Nel 1987, I just can’t stop loving you di Michael Jackson & Siedah Garrett diventa un successo nel nostro Paese e raggiunge la seconda posizione dei singoli più venduti (noni a fine anno). L’amore non può finire, semplicemente.

Whitney Houston, nel frattempo, chiede di poter ballare con qualcuno che la ami veramente e che le faccia veramente battere il cuore. Parliamo di “I Wanna Dance With Somebody

Joe Cocker chiede alla sua donna di lasciarlo andare. L’amore è finito e deve trovare di liberarsi: (“Libera il mio cuore, baby, lasciami andare. Libera il mio cuore, perché non mi ami più”).
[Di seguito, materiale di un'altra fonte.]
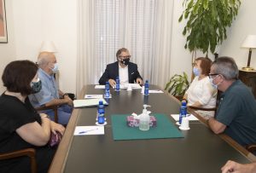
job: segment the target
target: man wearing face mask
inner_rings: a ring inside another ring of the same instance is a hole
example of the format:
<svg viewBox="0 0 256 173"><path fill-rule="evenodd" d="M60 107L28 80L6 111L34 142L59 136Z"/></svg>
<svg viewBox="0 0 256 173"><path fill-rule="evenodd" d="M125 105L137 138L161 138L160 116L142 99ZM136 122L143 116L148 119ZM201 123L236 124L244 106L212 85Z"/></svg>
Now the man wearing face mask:
<svg viewBox="0 0 256 173"><path fill-rule="evenodd" d="M38 93L29 95L29 99L34 107L42 106L55 106L58 107L58 123L67 124L72 110L73 101L67 95L58 89L54 78L54 74L58 72L58 65L54 54L42 52L38 55L38 78L42 81L42 89ZM48 114L54 120L54 111L42 111Z"/></svg>
<svg viewBox="0 0 256 173"><path fill-rule="evenodd" d="M130 53L125 48L119 49L116 53L117 61L114 63L107 65L107 68L99 80L100 84L106 84L106 82L109 82L109 84L114 88L115 79L119 77L120 84L133 84L137 83L143 84L143 78L140 76L137 71L137 64L130 62Z"/></svg>
<svg viewBox="0 0 256 173"><path fill-rule="evenodd" d="M256 143L256 101L252 91L238 78L232 58L219 57L211 66L212 84L223 94L215 118L208 120L215 134L225 133L241 146Z"/></svg>
<svg viewBox="0 0 256 173"><path fill-rule="evenodd" d="M188 106L204 108L216 107L217 89L212 86L208 78L211 64L212 61L208 58L200 57L195 61L195 78L183 95ZM214 116L213 111L196 112L206 119Z"/></svg>

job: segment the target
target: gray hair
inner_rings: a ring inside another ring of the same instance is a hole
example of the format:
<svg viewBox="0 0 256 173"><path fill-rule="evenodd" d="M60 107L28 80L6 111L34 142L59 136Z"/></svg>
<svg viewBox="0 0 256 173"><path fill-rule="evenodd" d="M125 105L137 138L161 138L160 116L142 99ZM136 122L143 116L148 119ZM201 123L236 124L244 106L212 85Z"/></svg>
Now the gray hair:
<svg viewBox="0 0 256 173"><path fill-rule="evenodd" d="M50 53L41 52L38 57L38 65L40 68L44 67L49 63L49 55Z"/></svg>
<svg viewBox="0 0 256 173"><path fill-rule="evenodd" d="M238 78L239 71L233 58L219 57L212 63L212 67L216 74L222 74L227 80Z"/></svg>

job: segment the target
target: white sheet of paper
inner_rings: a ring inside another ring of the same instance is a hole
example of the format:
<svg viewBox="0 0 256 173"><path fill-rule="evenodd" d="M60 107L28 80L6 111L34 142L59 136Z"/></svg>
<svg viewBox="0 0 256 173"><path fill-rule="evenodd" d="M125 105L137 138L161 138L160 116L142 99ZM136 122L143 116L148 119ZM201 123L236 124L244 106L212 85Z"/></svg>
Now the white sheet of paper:
<svg viewBox="0 0 256 173"><path fill-rule="evenodd" d="M192 114L187 114L187 115L189 115L189 121L197 121L198 120L198 118ZM179 114L171 114L171 116L175 119L175 121L178 121Z"/></svg>
<svg viewBox="0 0 256 173"><path fill-rule="evenodd" d="M94 88L95 89L105 89L105 85L99 85L99 84L97 84L97 85L95 85Z"/></svg>
<svg viewBox="0 0 256 173"><path fill-rule="evenodd" d="M104 135L104 126L76 126L74 136Z"/></svg>
<svg viewBox="0 0 256 173"><path fill-rule="evenodd" d="M127 89L128 84L131 84L131 89L142 89L141 85L138 84L120 84L120 89Z"/></svg>
<svg viewBox="0 0 256 173"><path fill-rule="evenodd" d="M84 100L74 100L74 107L95 107L99 105L99 101L102 101L103 105L108 105L105 99L84 99Z"/></svg>
<svg viewBox="0 0 256 173"><path fill-rule="evenodd" d="M85 95L85 99L102 99L103 98L102 95Z"/></svg>
<svg viewBox="0 0 256 173"><path fill-rule="evenodd" d="M149 89L148 93L164 93L164 91L160 89Z"/></svg>

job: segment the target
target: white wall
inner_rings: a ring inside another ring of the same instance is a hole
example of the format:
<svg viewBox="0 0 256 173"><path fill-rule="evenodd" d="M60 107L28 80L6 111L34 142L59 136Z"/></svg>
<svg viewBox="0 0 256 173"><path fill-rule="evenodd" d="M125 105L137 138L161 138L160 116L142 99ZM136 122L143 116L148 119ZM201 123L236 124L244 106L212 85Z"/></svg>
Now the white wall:
<svg viewBox="0 0 256 173"><path fill-rule="evenodd" d="M241 45L247 35L256 35L256 1L241 1L241 5L236 20L228 32L220 49L219 55L233 57L238 67L247 66L248 49L241 49ZM256 50L253 50L251 66L256 69Z"/></svg>
<svg viewBox="0 0 256 173"><path fill-rule="evenodd" d="M12 1L5 1L8 43L0 43L0 95L5 90L3 86L2 74L5 66L15 59L15 43L14 32L14 16Z"/></svg>
<svg viewBox="0 0 256 173"><path fill-rule="evenodd" d="M75 93L77 63L77 3L78 0L7 0L9 43L0 44L0 74L6 64L15 59L36 61L44 40L54 41L58 53L60 88ZM174 2L171 69L166 74L186 72L191 74L191 54L184 49L182 35L184 22L177 20L183 1ZM247 49L240 48L247 34L256 34L255 0L241 1L236 20L228 29L228 39L219 49L219 55L234 57L239 66L247 65ZM197 53L197 56L201 54ZM212 55L211 55L212 57ZM253 50L252 66L256 68L256 50ZM4 89L0 83L0 91Z"/></svg>

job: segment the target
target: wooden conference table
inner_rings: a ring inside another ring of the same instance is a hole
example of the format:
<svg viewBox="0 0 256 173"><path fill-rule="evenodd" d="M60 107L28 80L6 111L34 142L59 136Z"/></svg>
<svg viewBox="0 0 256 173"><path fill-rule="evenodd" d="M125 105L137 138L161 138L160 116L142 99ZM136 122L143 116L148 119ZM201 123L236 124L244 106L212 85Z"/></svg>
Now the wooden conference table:
<svg viewBox="0 0 256 173"><path fill-rule="evenodd" d="M84 94L104 93L94 87L84 87L80 98ZM152 89L159 88L152 85ZM190 130L182 131L184 138L113 141L111 114L141 113L143 104L150 105L148 110L153 113L164 113L175 123L170 116L179 112L174 97L166 93L145 96L140 92L111 90L112 98L105 107L108 124L103 136L73 136L77 125L95 125L96 113L96 107L74 109L49 172L216 173L228 159L250 163L246 151L237 151L224 140L225 137L214 135L200 121L189 122ZM237 147L232 140L231 144Z"/></svg>

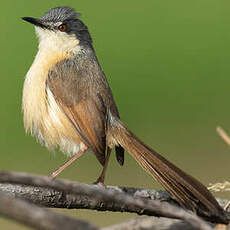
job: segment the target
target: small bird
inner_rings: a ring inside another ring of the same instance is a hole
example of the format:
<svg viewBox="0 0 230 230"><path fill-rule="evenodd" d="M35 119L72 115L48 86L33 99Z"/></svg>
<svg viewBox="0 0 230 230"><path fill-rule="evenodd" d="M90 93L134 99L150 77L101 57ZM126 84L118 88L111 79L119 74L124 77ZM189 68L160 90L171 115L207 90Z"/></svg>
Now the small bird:
<svg viewBox="0 0 230 230"><path fill-rule="evenodd" d="M111 150L124 164L124 149L184 208L202 209L221 219L223 209L198 180L139 140L119 117L92 38L80 14L53 8L41 18L23 17L35 25L39 50L23 86L24 127L48 149L59 147L70 159L51 174L55 178L87 150L103 166L104 183ZM223 220L222 220L223 221Z"/></svg>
Parliamo di Unchain my heart.

Peter Gabriel confeziona una dedica d’amore assoluta con “In your eyes” (Nei tuoi occhi, la luce,il calore, nei tuoi occhi, Io mi sento completo, nei tuoi occhi)

Fiorella Mannoia canta il mondo femminile in “Quello che le donne non dicono” (“Siamo così, è difficile spiegare certe giornate amare, lascia stare, tanto ci potrai trovare qui, con le nostre notti bianche, ma non saremo stanche neanche quando ti diremo ancora un altro Sì”)

Madonna soffre d’amore (“Apri il tuo cuore a me, baby, Io ho il lucchetto e tu hai la chiave, Apri il tuo cuore a me, caro, Ti darò l’amore, se tu giri la chiave”) in Open Your Heart

Il 1988 è l’anno di Simon Le Bon e dei Duran Duran che cantano “I Don’t Want Your Love“. Sono pronti a dimenticare a lasciare l’amore che ferisce (“Non voglio il tuo amore per ferirmi, Non voglio il tuo amore e allora volgilo altrove”).

La pensa diversamente Fausto Leali che con “Mi manchi” si dispera con l’amata in questo appello strappalacrime (“Mi manchi, nei tuoi sguardi e in quel sorriso un po’ incosciente (…), Mi manchi, mi manchi, posso far finta di star bene ma mi manchi, ora capisco che vuol dire averti accanto prima di dormire mentre cammino a piedi nudi dentro l’anima”).

Per un amore che sa di rimpianto, Anna Oxa canta, invece, la nascita di un sentimento con “Quando nasce un amore” (“Ed è come un bambino che ha bisogno di cure, preparargli il cammino, il terreno migliore, quando nasce un amore…”)

Massimo Ranieri, invece, commuove con la straziante “Perdere l’amore” (“E adesso andate via, voglio restare solo, con la malinconia, volare nel suo cielo, non chiesi mai chi eri, perché scegliesti me, me che fino a ieri, credevo fossi un re”).

Gli U2 esplodono in tutto il mondo con “With Or Without You“. Dalla diversa interpretazione, per la maggior parte delle persone è una canzone d’amore travagliato, ispirata dai sentimenti di Bono, contrastanti per la voglia di portare avanti sia la propria vita di musicista sia quella di uomo qualsiasi che ama la propria famiglia.

Nel 1989, Fausto Leali e Anna Oxa uniscono le forza nel brano “Ti lascerò“. (“Farei di tutto per poterti trattenere, perché dovrai scontrarti con i sogni che si fanno quando si vive intensamente la sua età, Ti lascerò provare a dipingere i tuoi giorni con i colori accesi dei tuoi anni, ti aiuterò a sconfiggere i dolori che verranno”)

Mia Martini, in questo periodo, dà vita ad una vera e propria perla di canzone che è entrata nella storia: Almeno tu nell’universo. Un fragile, emozionante, intenso appello a non essere ferita. Struggente.